Both the Master and the Slave Cluster use their own Replication-State table. The replication-state table is not replicated between the clusters.

Completion Logic:

The tool runs the following tests for each Region Entry in the Replication State table.

For each regions, replication is complete iff

Replicate Time from the Slave Cluster > Shutdown time on the Master Cluster, or
Write time from the Master Cluster >= Replicate Time on the Slave Cluster

Optimization:

The coprocessor tracks the timestamps for WAL Entries in memory and updates the HBase Table using a repetitive timer. Default time period of 20s is used and can be overridden with configuration.
Writing to the internal HBase Replication State table is executed in a separate thread to keep these updates out of the critical path of the Coprocessor.

Error Scenarios:

In case of RegionServer restarts, some in-memory state might be lost and not persisted to Replication State Table.
1. If replication time could not be written for the last entry for a certain region, tool could get stuck in Not Complete state.
2. If write time did not get written for the last entry for a region, replication could be incorrectly reported complete.
  The Write Time and the Replicate Time for each RS are written to a special HBase Table Replication-State.

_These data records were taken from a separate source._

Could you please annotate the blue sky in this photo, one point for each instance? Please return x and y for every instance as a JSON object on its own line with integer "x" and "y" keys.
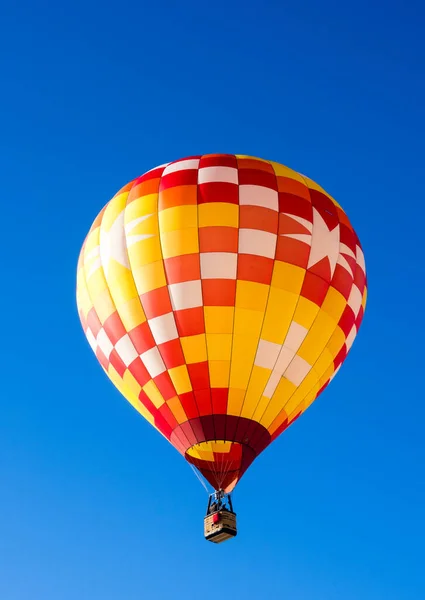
{"x": 94, "y": 503}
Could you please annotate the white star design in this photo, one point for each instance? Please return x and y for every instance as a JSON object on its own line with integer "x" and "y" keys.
{"x": 324, "y": 242}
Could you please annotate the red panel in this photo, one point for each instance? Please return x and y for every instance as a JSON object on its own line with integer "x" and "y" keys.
{"x": 287, "y": 185}
{"x": 292, "y": 251}
{"x": 255, "y": 268}
{"x": 257, "y": 177}
{"x": 342, "y": 281}
{"x": 189, "y": 405}
{"x": 322, "y": 269}
{"x": 172, "y": 353}
{"x": 183, "y": 177}
{"x": 326, "y": 208}
{"x": 314, "y": 288}
{"x": 347, "y": 320}
{"x": 188, "y": 432}
{"x": 360, "y": 279}
{"x": 203, "y": 402}
{"x": 359, "y": 318}
{"x": 218, "y": 160}
{"x": 340, "y": 356}
{"x": 182, "y": 195}
{"x": 218, "y": 239}
{"x": 139, "y": 372}
{"x": 199, "y": 375}
{"x": 253, "y": 164}
{"x": 295, "y": 205}
{"x": 220, "y": 425}
{"x": 218, "y": 191}
{"x": 142, "y": 338}
{"x": 219, "y": 292}
{"x": 117, "y": 363}
{"x": 219, "y": 400}
{"x": 343, "y": 218}
{"x": 165, "y": 412}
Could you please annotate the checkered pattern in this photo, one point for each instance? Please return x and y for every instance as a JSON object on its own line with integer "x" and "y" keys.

Any failures to these writes need to be handled.
The above errors could be seen if any write to the Replication State table failed.

Since the above are all extremely corner cases and only happen when other failures occur in the system, they are not handled to avoid complexity in the tool.

HDFS Verification:

The tool utilizes dfs checksum [MD5-of-0MD5-of-512CRC32C] to verify the consistency of HDFS files on the two clusters.

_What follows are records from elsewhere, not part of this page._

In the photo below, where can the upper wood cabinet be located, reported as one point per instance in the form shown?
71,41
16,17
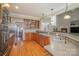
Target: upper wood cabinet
31,24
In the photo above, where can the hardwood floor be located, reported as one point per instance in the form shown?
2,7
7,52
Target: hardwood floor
28,48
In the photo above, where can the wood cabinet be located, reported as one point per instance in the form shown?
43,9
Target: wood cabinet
4,33
41,39
31,24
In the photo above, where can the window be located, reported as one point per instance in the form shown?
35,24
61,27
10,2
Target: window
53,20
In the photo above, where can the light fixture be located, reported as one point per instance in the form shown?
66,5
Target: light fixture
67,16
6,5
16,7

On Master Cluster, the tool generates checksums for all HDFS files specified and writes this status to the output file.

On the Slave Cluster, the tool compares the checksum of HDFS each file in the master status file against the checksums of those files on the local cluster.

CDAP Shutdown Time:

cdap-master shutdown time is required on the Master Cluster to ignore HBase replication for non CDAP tables. When cdap-master exits on the Master cluster it saves this shutdown time for the tool to use.

Deployment:

For replication deployment steps for CDAP, please see here.

In addition to the above, these status tool specific configuration can be used to override the defaults.

1. "hbase.replicationtable.name": The namespace used for the Replication State Table. "default" namespace used by default.
2. "hbase.replicationtable.namespace": The name used for the Replication State Table. "replicationstate" is used by default.
3. "hbase.replicationtable.updatedelay": The delay in ms with which the tool starts updating the Replication State Table. 30s by default.
4. "hbase.replicationtable.updateperiod": The period in ms used for the repetitive timer at which the table is updated. 20s by default.

Incomplete Replication:

In case the tool shows replication incomplete:

For incomplete HBase replication, the tool lists which region was behind or not replicated to the Slave Cluster. Check Hbase RegionServer logs for this region to debug for any errors.
For incomplete HDFS replication, the tool lists the files which show inconsistent checksums. Run manual checksums on these files to verify and copy those files over again.
The replication tool can be run with debug option [-d] to dump the current state of the cluster.